The Collected Poems of Rupert Brooke






Choriambics — II

   Here the flame that was ash, shrine that was void,
     lost in the haunted wood,
   I have tended and loved, year upon year, I in the solitude
   Waiting, quiet and glad-eyed in the dark, knowing that once a gleam
   Glowed and went through the wood.  Still I abode strong in a golden dream,
   Unrecaptured.
                  For I, I that had faith, knew that a face would glance
   One day, white in the dim woods, and a voice call, and a radiance
   Fill the grove, and the fire suddenly leap . . . and, in the heart of it,
   End of labouring, you!  Therefore I kept ready the altar, lit
   The flame, burning apart.
                              Face of my dreams vainly in vision white
   Gleaming down to me, lo! hopeless I rise now.  For about midnight
   Whispers grew through the wood suddenly, strange cries in the boughs above
   Grated, cries like a laugh.  Silent and black then through the sacred grove
   Great birds flew, as a dream, troubling the leaves, passing at length.

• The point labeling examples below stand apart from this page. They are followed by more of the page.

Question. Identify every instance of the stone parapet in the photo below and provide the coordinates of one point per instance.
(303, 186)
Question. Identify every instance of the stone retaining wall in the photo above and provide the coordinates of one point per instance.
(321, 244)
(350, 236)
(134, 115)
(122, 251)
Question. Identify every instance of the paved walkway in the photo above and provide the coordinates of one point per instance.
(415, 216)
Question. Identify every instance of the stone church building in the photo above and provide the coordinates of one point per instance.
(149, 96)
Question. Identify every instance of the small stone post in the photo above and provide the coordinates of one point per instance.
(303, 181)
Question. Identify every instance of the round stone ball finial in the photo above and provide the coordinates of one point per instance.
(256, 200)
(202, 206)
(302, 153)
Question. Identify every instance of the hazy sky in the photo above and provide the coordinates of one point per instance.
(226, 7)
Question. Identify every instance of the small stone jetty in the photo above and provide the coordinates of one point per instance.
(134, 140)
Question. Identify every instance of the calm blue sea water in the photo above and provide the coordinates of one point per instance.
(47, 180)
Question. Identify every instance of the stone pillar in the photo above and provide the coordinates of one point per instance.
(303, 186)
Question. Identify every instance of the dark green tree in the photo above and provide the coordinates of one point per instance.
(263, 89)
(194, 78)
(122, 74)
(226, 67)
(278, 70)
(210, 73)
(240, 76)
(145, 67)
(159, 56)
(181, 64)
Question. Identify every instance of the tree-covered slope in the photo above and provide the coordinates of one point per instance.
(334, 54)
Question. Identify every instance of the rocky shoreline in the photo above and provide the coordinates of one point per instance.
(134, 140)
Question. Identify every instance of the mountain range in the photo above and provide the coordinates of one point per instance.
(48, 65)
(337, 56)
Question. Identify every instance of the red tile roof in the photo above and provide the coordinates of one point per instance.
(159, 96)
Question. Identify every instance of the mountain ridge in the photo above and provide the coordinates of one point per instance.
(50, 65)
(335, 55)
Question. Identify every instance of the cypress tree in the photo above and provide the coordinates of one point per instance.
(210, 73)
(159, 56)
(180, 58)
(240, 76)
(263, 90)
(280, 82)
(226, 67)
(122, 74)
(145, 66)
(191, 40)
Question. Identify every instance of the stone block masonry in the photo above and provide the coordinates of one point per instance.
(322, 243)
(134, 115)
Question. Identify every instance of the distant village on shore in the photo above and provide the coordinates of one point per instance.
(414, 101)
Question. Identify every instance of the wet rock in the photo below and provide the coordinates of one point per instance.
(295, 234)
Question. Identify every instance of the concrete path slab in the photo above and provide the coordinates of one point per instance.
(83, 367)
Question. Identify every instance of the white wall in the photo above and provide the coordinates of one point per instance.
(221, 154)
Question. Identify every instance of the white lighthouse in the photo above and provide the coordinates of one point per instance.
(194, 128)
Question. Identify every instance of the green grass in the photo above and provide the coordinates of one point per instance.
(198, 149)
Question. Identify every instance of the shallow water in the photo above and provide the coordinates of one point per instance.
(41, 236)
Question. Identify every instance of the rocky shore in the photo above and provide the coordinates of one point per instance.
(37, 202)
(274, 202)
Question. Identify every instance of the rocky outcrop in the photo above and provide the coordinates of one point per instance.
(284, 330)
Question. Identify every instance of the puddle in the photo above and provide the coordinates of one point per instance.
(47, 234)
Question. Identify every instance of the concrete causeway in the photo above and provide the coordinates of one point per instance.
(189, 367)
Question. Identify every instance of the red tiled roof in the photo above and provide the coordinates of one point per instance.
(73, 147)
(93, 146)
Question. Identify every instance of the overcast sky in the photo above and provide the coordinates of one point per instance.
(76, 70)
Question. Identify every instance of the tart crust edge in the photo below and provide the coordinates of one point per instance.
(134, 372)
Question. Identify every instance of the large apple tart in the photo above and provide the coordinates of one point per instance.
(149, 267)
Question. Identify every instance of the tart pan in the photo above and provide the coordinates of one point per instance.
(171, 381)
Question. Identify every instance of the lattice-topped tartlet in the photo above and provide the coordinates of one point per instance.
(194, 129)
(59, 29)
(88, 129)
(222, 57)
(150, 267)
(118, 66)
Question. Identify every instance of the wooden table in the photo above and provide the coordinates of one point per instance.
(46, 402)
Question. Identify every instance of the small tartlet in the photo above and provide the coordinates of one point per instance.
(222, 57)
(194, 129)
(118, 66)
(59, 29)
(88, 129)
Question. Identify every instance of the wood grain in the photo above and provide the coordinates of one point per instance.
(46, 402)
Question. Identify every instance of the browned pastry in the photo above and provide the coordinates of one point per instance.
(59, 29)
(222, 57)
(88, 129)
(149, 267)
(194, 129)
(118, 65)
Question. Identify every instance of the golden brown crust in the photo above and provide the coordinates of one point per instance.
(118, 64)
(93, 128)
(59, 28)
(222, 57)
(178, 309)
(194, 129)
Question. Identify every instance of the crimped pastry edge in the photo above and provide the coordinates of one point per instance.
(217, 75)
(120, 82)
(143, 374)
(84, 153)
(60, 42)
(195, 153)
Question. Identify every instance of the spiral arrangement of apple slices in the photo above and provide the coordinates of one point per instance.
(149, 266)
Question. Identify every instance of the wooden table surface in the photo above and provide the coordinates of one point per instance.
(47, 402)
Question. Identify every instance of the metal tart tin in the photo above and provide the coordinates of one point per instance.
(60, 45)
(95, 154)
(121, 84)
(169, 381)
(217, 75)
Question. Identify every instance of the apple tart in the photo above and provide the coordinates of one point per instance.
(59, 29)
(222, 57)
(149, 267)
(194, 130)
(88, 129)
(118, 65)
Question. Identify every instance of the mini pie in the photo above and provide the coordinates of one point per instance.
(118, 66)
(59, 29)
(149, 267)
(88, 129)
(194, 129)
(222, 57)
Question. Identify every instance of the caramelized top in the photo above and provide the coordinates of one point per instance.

                                                                        I knew
   Long expected and long loved, that afar, God of the dim wood, you
   Somewhere lay, as a child sleeping, a child suddenly reft from mirth,
   White and wonderful yet, white in your youth, stretched upon foreign earth,
   God, immortal and dead!
                            Therefore I go; never to rest, or win
   Peace, and worship of you more, and the dumb wood and the shrine therein.